The parties stipulated that the statute applied only to "self-contained air conditioning units of the household type" and that each of the two units in question had an actual motor horsepower of one horsepower. The taxpayers contended that the words "motor horsepower" in the revenue rulings meant actual horsepower; the Government contended that they meant the nominal horsepower given by the manufacturer or "rated" horsepower assigned on the basis of standards established by trade associations. The District Court construed the revenue rulings as referring to actual, not nominal or rated, horsepower and found, in accordance with the stipulation, that each of the two units had an actual horsepower in excess of one horsepower. It found additionally that even the "rated" horsepower of the two units in question was greater than one horsepower. On appeal the Court of Appeals re-[711]versed. 266 F. 2d 58, 267 F. 2d 802. It did not reach the question as to the meaning of the revenue rulings, for it held that "household type" was the controlling statutory criterion, that the horsepower of the units is irrelevant to that issue, that the units in question were clearly of the household type because they were "made to meet the needs of a household," and that the revenue rulings, insofar as they referred to horsepower, were therefore void. The case is here on petition for a writ of certiorari, 361 U.S. 899.

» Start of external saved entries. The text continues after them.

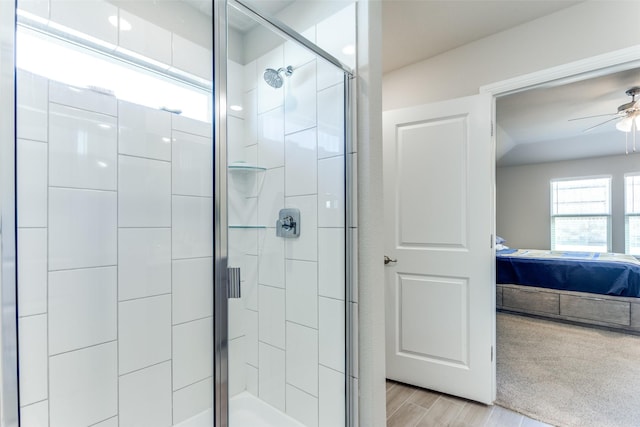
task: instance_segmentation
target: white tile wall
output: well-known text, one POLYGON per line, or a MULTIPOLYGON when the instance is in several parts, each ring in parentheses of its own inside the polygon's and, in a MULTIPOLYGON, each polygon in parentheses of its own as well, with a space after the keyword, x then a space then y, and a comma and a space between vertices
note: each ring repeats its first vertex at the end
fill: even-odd
POLYGON ((18 227, 47 226, 48 144, 19 139, 18 227))
POLYGON ((50 8, 52 21, 113 45, 118 43, 117 28, 108 20, 118 15, 116 6, 102 0, 50 0, 50 8))
POLYGON ((261 79, 267 68, 278 70, 284 66, 283 46, 278 46, 256 60, 258 73, 258 114, 282 106, 284 102, 284 86, 276 89, 264 83, 261 79))
POLYGON ((18 70, 16 79, 18 138, 47 141, 49 82, 23 70, 18 70))
POLYGON ((20 405, 48 397, 47 315, 19 319, 20 405))
POLYGON ((120 427, 172 426, 171 362, 120 377, 120 427))
POLYGON ((260 343, 258 397, 283 412, 286 406, 285 366, 284 350, 260 343))
POLYGON ((49 189, 49 270, 116 265, 117 195, 49 189))
POLYGON ((258 336, 261 342, 285 348, 284 289, 258 286, 258 336))
POLYGON ((318 188, 316 128, 287 135, 285 146, 285 195, 315 194, 318 188))
POLYGON ((171 32, 120 9, 120 19, 131 29, 119 28, 119 45, 164 64, 171 64, 171 32))
MULTIPOLYGON (((61 2, 64 0, 54 1, 61 2)), ((92 1, 94 0, 89 0, 87 4, 92 1)), ((49 102, 111 116, 118 115, 118 102, 114 96, 55 81, 49 82, 49 102)))
POLYGON ((47 229, 18 229, 18 315, 47 311, 47 229))
POLYGON ((239 337, 229 341, 229 396, 245 390, 245 339, 239 337))
POLYGON ((318 331, 287 322, 287 384, 318 395, 318 331))
POLYGON ((344 426, 345 377, 344 374, 320 365, 319 418, 321 427, 344 426))
POLYGON ((49 18, 49 0, 20 0, 20 10, 42 18, 49 18))
POLYGON ((258 233, 258 283, 284 288, 284 241, 275 228, 258 233))
MULTIPOLYGON (((300 33, 300 35, 312 43, 316 42, 316 27, 315 25, 300 33)), ((315 59, 316 55, 309 49, 294 43, 293 41, 287 41, 284 43, 284 62, 287 65, 298 67, 311 62, 315 59)))
MULTIPOLYGON (((255 68, 255 62, 252 63, 255 68)), ((247 67, 249 67, 247 65, 247 67)), ((245 68, 249 69, 249 68, 245 68)), ((255 73, 255 71, 254 71, 255 73)), ((255 83, 255 78, 252 80, 255 83)), ((258 90, 252 89, 244 93, 244 143, 253 145, 258 143, 258 90)), ((283 125, 284 126, 284 125, 283 125)), ((282 130, 284 133, 284 128, 282 130)))
POLYGON ((211 138, 173 132, 172 194, 213 195, 213 146, 211 138))
POLYGON ((258 223, 275 227, 278 212, 284 206, 284 168, 265 172, 262 191, 258 197, 258 223))
POLYGON ((49 354, 117 338, 116 267, 49 273, 49 354))
POLYGON ((284 110, 258 114, 258 163, 265 168, 284 166, 284 110))
POLYGON ((49 401, 34 403, 20 408, 20 424, 24 427, 49 426, 49 401))
POLYGON ((318 92, 318 158, 344 154, 344 85, 318 92))
POLYGON ((171 226, 171 164, 118 156, 118 225, 171 226))
POLYGON ((121 374, 171 359, 171 296, 121 302, 118 333, 121 374))
POLYGON ((173 261, 173 324, 213 315, 213 258, 173 261))
POLYGON ((213 319, 173 327, 173 389, 178 390, 212 375, 213 319))
POLYGON ((211 138, 211 123, 201 122, 178 114, 171 115, 173 130, 211 138))
MULTIPOLYGON (((258 312, 245 311, 245 341, 246 361, 253 367, 258 367, 258 312)), ((255 393, 254 393, 255 394, 255 393)))
POLYGON ((109 418, 108 420, 94 424, 91 427, 118 427, 118 417, 109 418))
POLYGON ((326 89, 344 81, 344 73, 322 58, 317 59, 318 90, 326 89))
POLYGON ((316 25, 316 43, 351 68, 356 66, 355 54, 348 54, 345 47, 356 44, 356 6, 352 2, 341 11, 316 25), (336 31, 340 28, 340 31, 336 31))
POLYGON ((258 368, 246 365, 245 375, 247 378, 247 391, 254 396, 258 396, 258 368))
POLYGON ((256 255, 244 256, 240 279, 245 308, 258 310, 258 257, 256 255))
POLYGON ((119 101, 118 152, 170 161, 171 114, 119 101))
MULTIPOLYGON (((240 106, 240 111, 229 108, 229 116, 244 117, 244 68, 241 64, 227 60, 227 107, 240 106)), ((241 134, 240 134, 241 135, 241 134)), ((244 143, 242 144, 244 145, 244 143)))
POLYGON ((50 427, 85 427, 117 415, 117 359, 115 342, 49 359, 50 427))
POLYGON ((300 237, 285 240, 288 259, 316 261, 318 259, 318 198, 317 196, 287 197, 287 208, 300 209, 300 237))
POLYGON ((287 320, 318 327, 318 263, 286 261, 287 320))
POLYGON ((171 229, 118 230, 118 299, 171 292, 171 229))
POLYGON ((331 268, 318 269, 318 293, 325 297, 345 298, 344 228, 318 229, 318 263, 331 268))
POLYGON ((173 196, 173 259, 213 256, 213 199, 173 196))
POLYGON ((249 163, 245 158, 244 119, 229 115, 227 117, 227 161, 234 163, 249 163))
MULTIPOLYGON (((209 37, 211 39, 211 37, 209 37)), ((211 80, 213 76, 213 56, 207 49, 190 40, 173 34, 173 66, 179 70, 192 73, 203 79, 211 80)))
POLYGON ((320 364, 345 372, 344 301, 320 297, 318 306, 320 364))
POLYGON ((318 161, 318 227, 344 227, 344 156, 318 161))
POLYGON ((211 408, 213 381, 206 378, 173 393, 173 424, 176 425, 211 408))
POLYGON ((316 125, 315 61, 297 67, 284 78, 284 130, 288 135, 316 125))
POLYGON ((318 398, 287 384, 287 415, 306 427, 317 427, 318 398))
POLYGON ((116 118, 57 104, 49 110, 49 185, 115 190, 116 118))

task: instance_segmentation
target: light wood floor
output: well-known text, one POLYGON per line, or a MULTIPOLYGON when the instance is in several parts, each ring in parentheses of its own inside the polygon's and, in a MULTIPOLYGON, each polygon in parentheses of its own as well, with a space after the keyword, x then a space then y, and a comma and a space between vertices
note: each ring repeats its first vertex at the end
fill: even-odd
POLYGON ((500 406, 486 406, 387 380, 387 427, 551 427, 500 406))

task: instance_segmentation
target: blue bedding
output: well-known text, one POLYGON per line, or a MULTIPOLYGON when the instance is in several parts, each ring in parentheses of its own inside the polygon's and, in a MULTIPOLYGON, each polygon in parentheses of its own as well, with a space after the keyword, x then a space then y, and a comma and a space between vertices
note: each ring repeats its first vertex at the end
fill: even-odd
POLYGON ((496 282, 640 297, 640 262, 623 254, 504 249, 496 251, 496 282))

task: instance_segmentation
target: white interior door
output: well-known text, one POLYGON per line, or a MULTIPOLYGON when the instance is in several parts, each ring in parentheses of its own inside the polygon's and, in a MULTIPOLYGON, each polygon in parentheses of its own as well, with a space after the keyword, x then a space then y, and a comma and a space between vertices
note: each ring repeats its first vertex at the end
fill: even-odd
POLYGON ((384 114, 387 378, 495 399, 491 97, 384 114))

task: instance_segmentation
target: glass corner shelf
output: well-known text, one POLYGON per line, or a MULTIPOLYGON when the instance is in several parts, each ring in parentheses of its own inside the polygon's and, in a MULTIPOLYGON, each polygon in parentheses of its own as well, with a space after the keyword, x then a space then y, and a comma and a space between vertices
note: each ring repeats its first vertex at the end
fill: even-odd
POLYGON ((250 164, 231 164, 229 165, 230 172, 264 172, 267 168, 250 164))
POLYGON ((266 225, 230 225, 229 228, 267 228, 266 225))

There is much said in the briefs and in oral argument about this case as a test case. It is said that taxes on the sale of about 50,000 units turn on this decision. We intimate no opinion as to the taxes on any sales except the two involved here. The only issues before the Court are the construction and validity of the revenue rulings. Hence we do not reach the question as to what other defenses might have been made. Respondent urges in this Court, contrary to the stipulation below, that the statute taxes all self-contained air-conditioning units, not merely those of the household type. We need not consider which view of the statute is correct for under either view we think the horsepower test is a permissible one. We hold that the revenue rulings which were in force from 1948 to 1959 5 were not void. The factor of horsepower in our opinion may have had some relation to size in the then stage of engineering development and size might well have been relevant to what was then a "self-contained air-conditioning unit." There is indeed evidence that the less-than-one-horsepower test was designed to draw the line between household and commercial types of air-conditoning equipment. Moreover, it appears that the rulings in question were issued after consultation with industry representatives, who asserted that horsepower was a [712] factor relevant to the definition of the statutory term as they understood it. The Commissioner consistently adhered to the horsepower test for more than 10 years, and Congress did not change the statute though it was specifically advised in 1956 that that was the test which was being applied. We cannot say that such a construction was not a permissible one, cf. Universal Battery Co. v. United States, 281 U.S.

This test of horsepower was excluded from the Treasury Regulations promulgated in 1959 under the 1954 Code by T.D. 6423, 1959–2 Cum. Bull. 282.

5 See notes 2 and 3, supra.

Hearings, Subcommittee, House Ways and Means Committee on Excise Taxes, 84th Cong., 2d Sess. 163-165.